Sunday, April 17, 2011

"1001 Chairs for Ai Weiwei," New York, April 17, 2011, 1 pm


1001 Chairs for Ai Weiwei, April 17, 2011, 1 pm, organized by Creative Time, outside the Consulate-General of the People's Republic of China to the United Nations, 42nd Street and the West Side Highway. Photos: 16 Miles [more]

Most of the few hundred people who gathered to protest the arrest of Ai Weiwei were sitting in chairs outside of China's UN consulate by 1 pm this afternoon, the official start of the action.

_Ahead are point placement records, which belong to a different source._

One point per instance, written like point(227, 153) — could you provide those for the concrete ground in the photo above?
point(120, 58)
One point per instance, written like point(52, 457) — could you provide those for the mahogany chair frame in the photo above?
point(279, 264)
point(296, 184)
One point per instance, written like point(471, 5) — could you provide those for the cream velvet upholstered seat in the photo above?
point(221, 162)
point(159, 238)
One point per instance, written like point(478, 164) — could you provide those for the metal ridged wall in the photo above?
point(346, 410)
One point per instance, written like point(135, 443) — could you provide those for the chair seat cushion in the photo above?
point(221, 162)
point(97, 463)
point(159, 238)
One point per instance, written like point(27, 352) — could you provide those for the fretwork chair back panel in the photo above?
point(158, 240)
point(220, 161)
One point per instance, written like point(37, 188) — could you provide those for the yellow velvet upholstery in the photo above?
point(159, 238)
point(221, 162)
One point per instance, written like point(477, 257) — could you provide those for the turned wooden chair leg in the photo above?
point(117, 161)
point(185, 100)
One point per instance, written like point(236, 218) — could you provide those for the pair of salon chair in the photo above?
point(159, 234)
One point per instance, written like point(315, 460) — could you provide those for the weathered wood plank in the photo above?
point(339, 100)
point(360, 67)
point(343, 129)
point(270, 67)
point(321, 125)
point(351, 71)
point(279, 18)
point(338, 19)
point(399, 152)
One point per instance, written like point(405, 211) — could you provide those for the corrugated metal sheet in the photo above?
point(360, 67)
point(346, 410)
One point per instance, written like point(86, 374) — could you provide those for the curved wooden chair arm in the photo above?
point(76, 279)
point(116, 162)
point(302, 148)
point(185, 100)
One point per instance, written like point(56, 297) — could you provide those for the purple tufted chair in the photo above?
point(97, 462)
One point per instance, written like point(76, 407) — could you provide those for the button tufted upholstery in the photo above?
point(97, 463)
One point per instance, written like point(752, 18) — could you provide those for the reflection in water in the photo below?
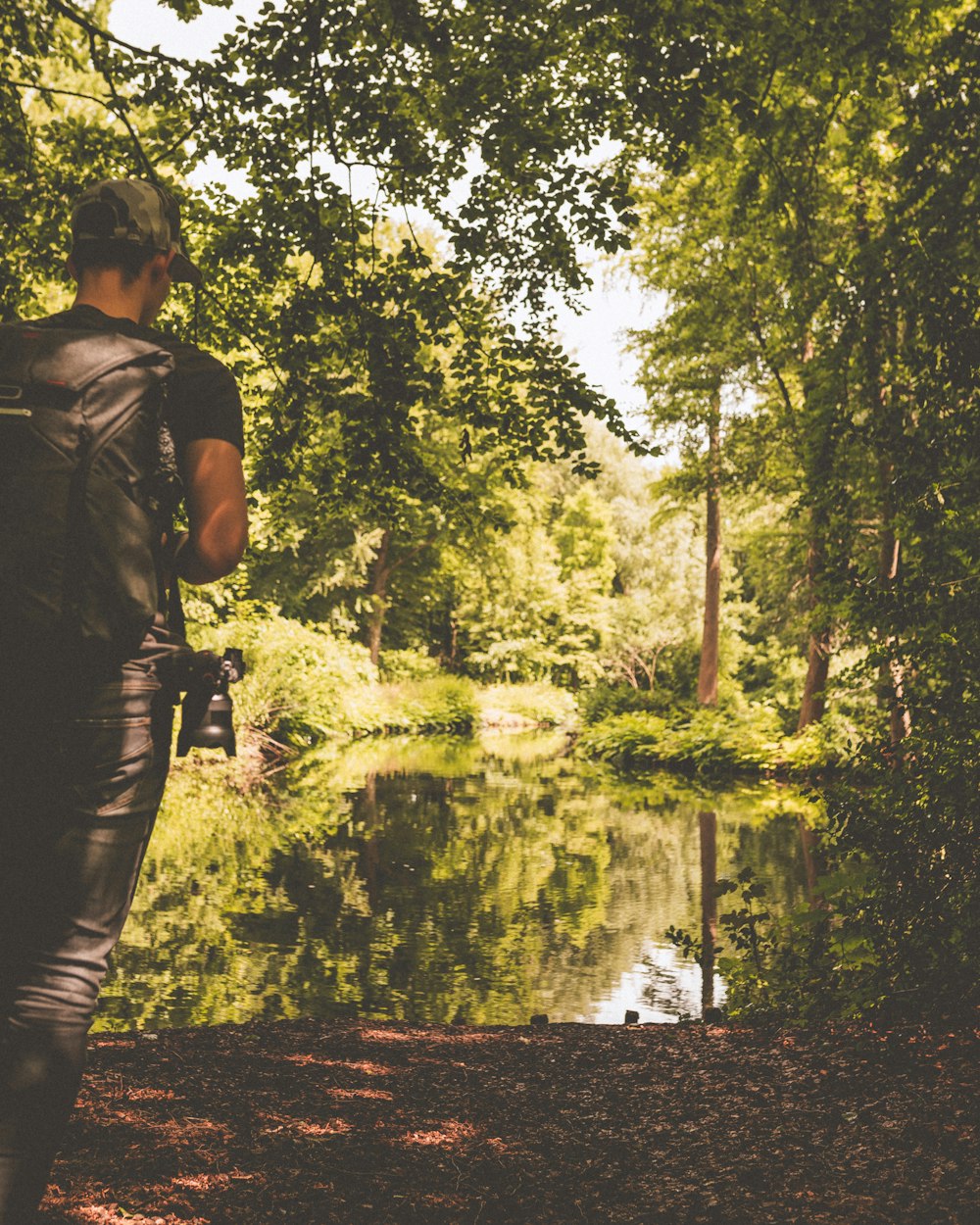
point(709, 829)
point(429, 880)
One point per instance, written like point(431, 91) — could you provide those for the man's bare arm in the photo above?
point(217, 513)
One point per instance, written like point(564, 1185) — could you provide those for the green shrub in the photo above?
point(407, 665)
point(716, 741)
point(303, 685)
point(606, 701)
point(534, 704)
point(441, 704)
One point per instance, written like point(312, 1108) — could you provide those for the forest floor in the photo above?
point(321, 1122)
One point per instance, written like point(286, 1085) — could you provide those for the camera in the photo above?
point(206, 719)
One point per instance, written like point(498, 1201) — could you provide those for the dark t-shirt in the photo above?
point(204, 401)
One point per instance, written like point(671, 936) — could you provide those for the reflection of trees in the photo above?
point(451, 881)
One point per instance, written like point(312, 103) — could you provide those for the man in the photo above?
point(82, 767)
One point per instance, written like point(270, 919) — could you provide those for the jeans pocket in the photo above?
point(104, 760)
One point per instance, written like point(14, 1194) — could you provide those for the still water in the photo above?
point(427, 880)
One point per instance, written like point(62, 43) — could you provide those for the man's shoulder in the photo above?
point(189, 358)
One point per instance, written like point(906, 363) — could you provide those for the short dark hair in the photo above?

They were there for 1001 Chairs for Ai Weiwei, an event suggested by curator Steven Holmes as a tribute of sorts to Ai's installation Fairytale: 1001 Qing Dynasty Wooden Chairs, which featured just that number of wooden chairs and was staged in 2007 at Documenta 12.



Reports had come in throughout the morning of successful protests elsewhere in the world, including in Berlin, Hong Kong, and London. (As New Yorkers gathered, Greg Allen was on the scene in Washington, D.C., at the Chinese Embassy.) The local nonprofit Creative Time — whose director, Anne Pasternak, had sparked Holmes' idea while soliciting responses on Facebook — took the helm of the protests in New York, assembling a fairly sizable turnout given the short notice. (The official announcement went out only four days ago.)


One group offered an unusual twist on Joseph Kosuth's One and Three Chairs (1965).





Those accustomed to seeing Falun Gong protesters assembled directly on 42nd Street, across from the consulate may have been surprised to find that the protest had actually been situated across the West Side Highway because of the size of the expected crowd. The consulate was located diagonally across street, making photo-ops of the masses and their chairs somewhat tricky. Some people marched, trying to win attention from passersby, while others sat comfortably in their chairs, reading books, playings with their phones, and speaking with — and making — friends.

After negotiating with the police, Pasternak led everyone with chairs just a few feet north, almost directly across the highway from the consulate. She held a black chair that had actually been used by Ai. "Leave it to Alanna Heiss to have a chair by Ai Weiwei," Pasternak said, holding it aloft, referring to the P.S.1 founder who had supplied it. She placed it down in the front of the seated crowd, letting more than a dozen photographers get to work.





Then, at the suggestion of a man among the protesters, the crowd stood up, leaving their empty chairs, a partial, temporary re-creation of Ai's Documenta piece.



A few hundred people in New York are, of course, not going to free Ai, but the mood seemed cautiously optimistic. Still, in a city with thousands of artists, curators, and people working in various ways in the arts, one person wondered aloud, why weren't there thousands of people out today? And will this momentary action actually amount to anything?

There were long walks to the subway and long bike rides ahead for many in the crowd. People picked up there chairs and started off, discussing what had just happened. Not far from my home, I was passed on my bicycle by a gentleman, pictured below, who had smartly perched his small seat on the back of his bike, a visible reminder that each chair from today's protest is safely on its way back home right now.